Lo que había visto –explicó Escrivá años después– no fue una ocurrencia personal; ni un ya lo encontré; ni la conclusión de un proceso intelectual propio. Desde luego, aquello no era un fruto de su tiempo, porque los movimientos teológicos y espirituales marchaban en otra dirección. Y nunca había sospechado que Dios quisiera que fundase algo9.

Eso explica que en un primer momento pensara que el hecho de que hubiera visto aquello no significaba, forzosamente, que él debiera fundarlo. Quizá existiera ya en el seno de la Iglesia, y lo único que debía hacer, por su parte, era incorporarse a ese camino. «Me dio la aparente humildad de pensar –contaba Escrivá– que podría haber en el mundo cosas que no se diferenciaran de lo que Él me pedía. Era una cobardía poco razonable; era la cobardía de la comodidad, y la prueba de que a mí no me interesaba ser fundador de nada...»10.

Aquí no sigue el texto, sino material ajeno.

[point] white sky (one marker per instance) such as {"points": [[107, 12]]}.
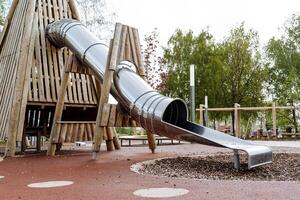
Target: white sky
{"points": [[264, 16]]}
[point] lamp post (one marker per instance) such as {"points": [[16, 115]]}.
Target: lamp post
{"points": [[192, 93]]}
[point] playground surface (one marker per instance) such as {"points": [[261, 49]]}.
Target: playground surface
{"points": [[110, 176]]}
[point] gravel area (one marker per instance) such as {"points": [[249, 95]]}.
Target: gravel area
{"points": [[285, 167]]}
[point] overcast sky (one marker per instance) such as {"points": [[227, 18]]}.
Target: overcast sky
{"points": [[264, 16]]}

Comenzó a indagar y a preguntar si aquello existía ya. Habían surgido diversas realidades eclesiales en Italia, Alemania, Suiza, Francia, Hungría y Polonia, donde el Padre Honorato había creado varias instituciones11. Quizá...

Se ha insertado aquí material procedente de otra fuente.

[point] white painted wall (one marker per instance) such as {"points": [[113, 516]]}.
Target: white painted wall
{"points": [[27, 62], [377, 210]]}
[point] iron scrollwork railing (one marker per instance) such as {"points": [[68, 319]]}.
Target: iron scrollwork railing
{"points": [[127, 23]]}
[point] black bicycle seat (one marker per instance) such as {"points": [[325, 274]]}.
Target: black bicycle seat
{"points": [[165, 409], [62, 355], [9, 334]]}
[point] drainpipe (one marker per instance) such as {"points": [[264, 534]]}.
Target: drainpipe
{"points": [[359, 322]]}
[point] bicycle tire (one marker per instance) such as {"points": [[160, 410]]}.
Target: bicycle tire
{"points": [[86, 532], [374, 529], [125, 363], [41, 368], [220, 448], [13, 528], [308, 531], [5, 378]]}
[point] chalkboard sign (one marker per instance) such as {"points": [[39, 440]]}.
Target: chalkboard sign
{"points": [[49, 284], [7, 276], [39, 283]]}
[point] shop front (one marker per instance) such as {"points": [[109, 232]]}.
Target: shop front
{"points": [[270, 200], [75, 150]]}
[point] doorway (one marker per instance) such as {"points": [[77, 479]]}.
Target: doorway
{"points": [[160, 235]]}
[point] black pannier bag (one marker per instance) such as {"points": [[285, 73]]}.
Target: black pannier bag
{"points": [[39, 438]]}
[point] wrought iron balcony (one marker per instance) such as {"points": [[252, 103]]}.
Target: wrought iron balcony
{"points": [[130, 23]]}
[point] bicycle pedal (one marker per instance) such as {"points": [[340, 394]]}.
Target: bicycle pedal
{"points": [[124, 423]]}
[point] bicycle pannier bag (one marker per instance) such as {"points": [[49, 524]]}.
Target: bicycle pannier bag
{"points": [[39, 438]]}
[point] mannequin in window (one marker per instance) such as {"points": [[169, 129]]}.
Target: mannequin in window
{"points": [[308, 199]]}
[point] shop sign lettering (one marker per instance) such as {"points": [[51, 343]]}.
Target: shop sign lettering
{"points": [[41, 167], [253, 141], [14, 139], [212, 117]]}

Solicitó información, por ejemplo, a la Compañía de San Pablo, que había sido fundada en Milán por un sacerdote, Giovanni Rossi, con la aprobación del cardenal Ferrari. Pero al enterarse, entre otras cuestiones, de que admitían a mujeres, la descartó12.

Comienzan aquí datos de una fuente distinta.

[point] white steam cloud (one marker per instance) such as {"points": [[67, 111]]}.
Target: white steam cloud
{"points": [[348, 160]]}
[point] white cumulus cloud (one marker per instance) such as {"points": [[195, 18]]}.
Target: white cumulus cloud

Cuando, tras muchas cartas y gestiones, comprobó que no existía nada parecido, se resignó a la idea de abrir un camino nuevo. Sí; aquello era por lo que venía rezando desde los quince años. «Yo quería y no quería», afirmaba13.

Comentaba tiempo después: «Sabéis qué aversión he tenido siempre a ese empeño de algunos –cuando no está basado en razones muy sobrenaturales, que la Iglesia juzga– por hacer nuevas fundaciones. Me parecía –y me sigue pareciendo– que sobraban fundaciones y fundadores: veía el peligro de una especie de psicosis de fundación, que llevaba a crear cosas innecesarias por motivos que consideraba ridículos. Pensaba, quizá con falta de caridad, que en alguna ocasión el motivo era lo de menos: lo esencial era crear algo nuevo y llamarse fundador»14.

No eligió su misión: Dios se la hizo ver –decía–; y en medio de circunstancias poco favorables, podemos añadir, porque no estaba incardinado en Madrid15; no contaba con un encargo pastoral que le permitiera mantener de forma estable a los suyos, y no disponía de recursos económicos ni materiales. Por no tener, aquello no tenía nombre siquiera. «Solo tenía yo veintiséis años, gracia de Dios y buen humor. La Obra nació pequeña: no era más que el afán de un joven sacerdote, que se esforzaba en hacer lo que Dios le pedía»16.

«Veintiséis años, gracia de Dios y buen humor». Vale la pena reflexionar sobre este autorretrato que nos deja Escrivá centrándonos en aquellos últimos meses de 1928 en los que la historia todavía no estaba escrita, porque nunca lo está: depende siempre de la libertad humana.

Para situar al joven Escrivá dentro de aquel contexto conviene despojarse mentalmente de lo que sabemos que ocurrió después; no solo porque los hechos podían haber sucedido de otro modo, sino porque –quizá– podían no haber ocurrido.

Escrivá, como todo hombre, no tenía «un sino inexorable»: recibió una propuesta y respondió positiva y libremente a un querer de Dios. Ese querer fue haciéndose realidad y encarnándose –también como fruto de respuestas libres a la gracia– en millares de vidas concretas... lo mismo que podía no haberse hecho realidad por falta de fidelidad, ya sea por parte de Escrivá o de esas personas.

Josemaría conocía bien lo que se cuenta que Cristo dijo a Teresa de Ávila: «Teresa, yo quise... Pero los hombres no han querido»17.